Luter Plots
Overview
Luter Plots has many iterations where each is an analysis script that gives around 10 cool plots. This page specifically covers the Jupyter Notebook version we made.
rdfluterplots is a jupyter notebook that takes a .root file containing cosmic ray data, analyzes the data using RDataFrame, and displays them using CERN's ROOT framework.
Script Usage
The Jupyter Notebook is located at this link: rdfluterplots
Input Run
Data for different runs is stored in root files label with the run number. For example, run 40 is saved to the file rootfiles/test40.root. So, by changing the filename variable in cell 2, you can select the run data you want to analyze.
Changing Functions
The program defines all of its functions in C++ and uses ROOT gInterpreter to make the C++ code accessible to the rest of the python script. These functions are mostly found in the third cell. Everything inside this trigger comment block must be written in C++ format.
Output Data
All the graphs are created using root TCanvas objects.
Raw Data Plots
Canvases 1 and 2 simply plot the raw TDC and ADC values as a 1d Histogram. Each channel has its own subplot on the canvas.
Notice how the TDC peaks do not line up and how the ADC data are all squished to the left side of the plot
Adjusted Plots
The program does some corrections to make the data better.
TDC Adjustments
For the TDC Data, The program finds the mean value of the raw data for each channel then plots the data as so that all of the mean values are centered on the plot.
ADC Adjustments
For the ADC Data, it finds the pedestal value (these values arise from the voltage offset of the system) and takes an adjustment factor. To get the corrected data, it takes the actual value minus the pedestal then divides that by the average value minus the pedestal. That expression is multiplied by the correction factor to get the data to line up properly.
Plots
Canvases 3 and 4 display the adjusted TDC and ADC Data data.
ADC/TDC vs Xtop/Xbottom
Xtop and XBottom are both calculated by taking the difference between the left and right channel digital time signals divide by two, then this value is converted to a x position from the center of the scintillator.
For the TDC graphs, we expect to see them linear increase or decrease for the left or right channel respectively. This is because if the cosmic ray hits close to the left, you get a negative xpos, a smaller left time and a larger right time. As the position gets closer to the right the xpos increase, the left time increases, and the right time decreases.
For the ADC graphs, we expect a similar trend of increase or decrease for the left or right channel respectively; however, the slope is not as linear.
Ray Data
The top two plots show the calculated the x-position of where the ray strikes the top and bottom scintillators. The calculation of this is explained in the previous section.

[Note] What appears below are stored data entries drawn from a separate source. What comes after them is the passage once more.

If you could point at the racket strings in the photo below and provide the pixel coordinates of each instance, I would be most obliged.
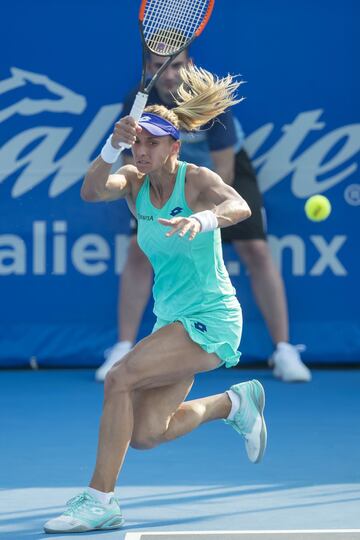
(169, 24)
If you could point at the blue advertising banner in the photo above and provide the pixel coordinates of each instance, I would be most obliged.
(65, 68)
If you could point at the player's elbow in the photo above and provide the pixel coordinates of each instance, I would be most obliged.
(244, 211)
(86, 193)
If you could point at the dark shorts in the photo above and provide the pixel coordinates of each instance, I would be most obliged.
(246, 184)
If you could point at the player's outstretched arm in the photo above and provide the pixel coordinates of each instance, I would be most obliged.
(227, 205)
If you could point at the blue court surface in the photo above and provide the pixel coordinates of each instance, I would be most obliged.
(309, 478)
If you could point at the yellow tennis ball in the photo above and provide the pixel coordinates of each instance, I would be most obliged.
(317, 208)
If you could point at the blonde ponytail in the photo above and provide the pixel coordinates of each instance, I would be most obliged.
(201, 97)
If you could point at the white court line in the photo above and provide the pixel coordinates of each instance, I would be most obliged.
(138, 536)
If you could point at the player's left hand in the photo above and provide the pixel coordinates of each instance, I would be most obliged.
(182, 226)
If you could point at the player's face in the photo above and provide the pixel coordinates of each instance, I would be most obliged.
(151, 153)
(169, 81)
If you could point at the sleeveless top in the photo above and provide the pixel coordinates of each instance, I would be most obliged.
(190, 276)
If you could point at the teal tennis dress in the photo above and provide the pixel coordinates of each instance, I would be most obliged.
(191, 283)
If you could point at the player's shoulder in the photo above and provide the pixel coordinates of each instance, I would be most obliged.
(199, 176)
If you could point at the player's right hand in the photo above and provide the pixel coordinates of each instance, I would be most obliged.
(125, 131)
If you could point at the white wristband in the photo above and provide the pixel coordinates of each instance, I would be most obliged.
(108, 153)
(207, 220)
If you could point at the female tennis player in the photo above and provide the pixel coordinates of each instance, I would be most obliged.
(180, 208)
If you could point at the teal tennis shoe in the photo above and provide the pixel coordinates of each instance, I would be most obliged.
(249, 420)
(84, 513)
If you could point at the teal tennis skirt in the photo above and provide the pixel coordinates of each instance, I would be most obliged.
(216, 332)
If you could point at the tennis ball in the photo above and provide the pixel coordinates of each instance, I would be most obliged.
(317, 208)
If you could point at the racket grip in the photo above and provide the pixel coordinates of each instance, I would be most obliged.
(136, 111)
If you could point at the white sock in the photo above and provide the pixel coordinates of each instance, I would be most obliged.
(235, 404)
(282, 345)
(100, 496)
(125, 344)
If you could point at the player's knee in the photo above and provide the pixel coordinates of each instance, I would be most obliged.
(142, 442)
(117, 380)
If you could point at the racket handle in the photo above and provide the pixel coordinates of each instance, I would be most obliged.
(136, 111)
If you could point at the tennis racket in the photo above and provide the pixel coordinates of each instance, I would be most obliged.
(167, 27)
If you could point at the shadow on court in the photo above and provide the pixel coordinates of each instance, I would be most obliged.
(309, 478)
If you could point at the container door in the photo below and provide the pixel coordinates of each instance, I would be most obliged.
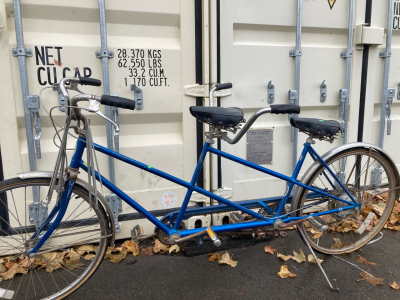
(255, 40)
(154, 47)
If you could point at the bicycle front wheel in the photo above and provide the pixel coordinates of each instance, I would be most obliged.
(369, 178)
(61, 265)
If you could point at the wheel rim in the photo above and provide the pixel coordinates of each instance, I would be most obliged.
(58, 267)
(345, 226)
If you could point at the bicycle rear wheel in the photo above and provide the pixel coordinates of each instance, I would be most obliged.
(349, 229)
(60, 266)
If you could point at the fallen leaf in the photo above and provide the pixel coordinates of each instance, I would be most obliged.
(160, 247)
(317, 235)
(117, 258)
(284, 257)
(285, 273)
(85, 248)
(338, 244)
(226, 259)
(146, 251)
(311, 259)
(370, 279)
(395, 286)
(89, 256)
(214, 256)
(365, 262)
(174, 248)
(269, 249)
(299, 257)
(131, 246)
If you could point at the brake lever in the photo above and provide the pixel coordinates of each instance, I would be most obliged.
(94, 107)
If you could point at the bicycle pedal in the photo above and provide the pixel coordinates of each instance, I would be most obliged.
(213, 237)
(136, 232)
(235, 217)
(318, 223)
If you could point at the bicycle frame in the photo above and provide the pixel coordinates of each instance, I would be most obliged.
(77, 162)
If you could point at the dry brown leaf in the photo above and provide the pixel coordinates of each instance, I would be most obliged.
(285, 273)
(311, 259)
(317, 235)
(85, 248)
(299, 257)
(89, 256)
(395, 286)
(146, 251)
(370, 279)
(226, 259)
(117, 258)
(131, 246)
(365, 262)
(214, 256)
(160, 247)
(270, 250)
(174, 248)
(284, 257)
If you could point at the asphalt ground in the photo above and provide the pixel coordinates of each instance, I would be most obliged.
(255, 276)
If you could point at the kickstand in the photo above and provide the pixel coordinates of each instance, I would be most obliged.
(319, 265)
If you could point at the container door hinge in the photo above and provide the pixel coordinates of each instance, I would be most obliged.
(293, 97)
(294, 53)
(389, 100)
(271, 92)
(20, 51)
(116, 206)
(323, 92)
(138, 94)
(116, 121)
(104, 53)
(343, 94)
(197, 90)
(34, 105)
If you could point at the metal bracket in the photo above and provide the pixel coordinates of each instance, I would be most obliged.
(138, 93)
(323, 92)
(385, 54)
(271, 92)
(20, 51)
(293, 96)
(116, 121)
(116, 206)
(343, 94)
(389, 101)
(197, 90)
(348, 54)
(104, 53)
(294, 53)
(33, 104)
(37, 213)
(398, 92)
(61, 99)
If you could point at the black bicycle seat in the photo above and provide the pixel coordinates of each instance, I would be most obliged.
(317, 126)
(228, 117)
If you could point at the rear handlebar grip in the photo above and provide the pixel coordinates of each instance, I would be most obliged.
(89, 81)
(285, 109)
(223, 86)
(118, 102)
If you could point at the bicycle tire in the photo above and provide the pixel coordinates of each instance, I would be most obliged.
(338, 246)
(52, 274)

The second two plots show the mean position of where the ray strikes the scintillator. When the TDC was adjusted, it was set so the channels would center around 2000; and thus, for this plot it sums the right and left TDC data and subtracts 4000 before converting the digital signal to a distance.
The Mean Position is just the mean top minus mean bottom all over two.
The Angle 1 graph shows the angle calculated between the top and bottom position.
Energy Deposition
Canvas 8 shows the average of the ADC data between the left and right channel for each scintillator.
Canvas 9 is the graphs superimposed and then the ratio between the two energy depositions.
ADC vs. Theta
The top two just show the calculated angle against the ADC data. The value of these are expected to increase at larger angles since then the cosmic ray travels through a larger amount of scintillator.
The bottom two are the same graph as the top except they some error bars and a fit.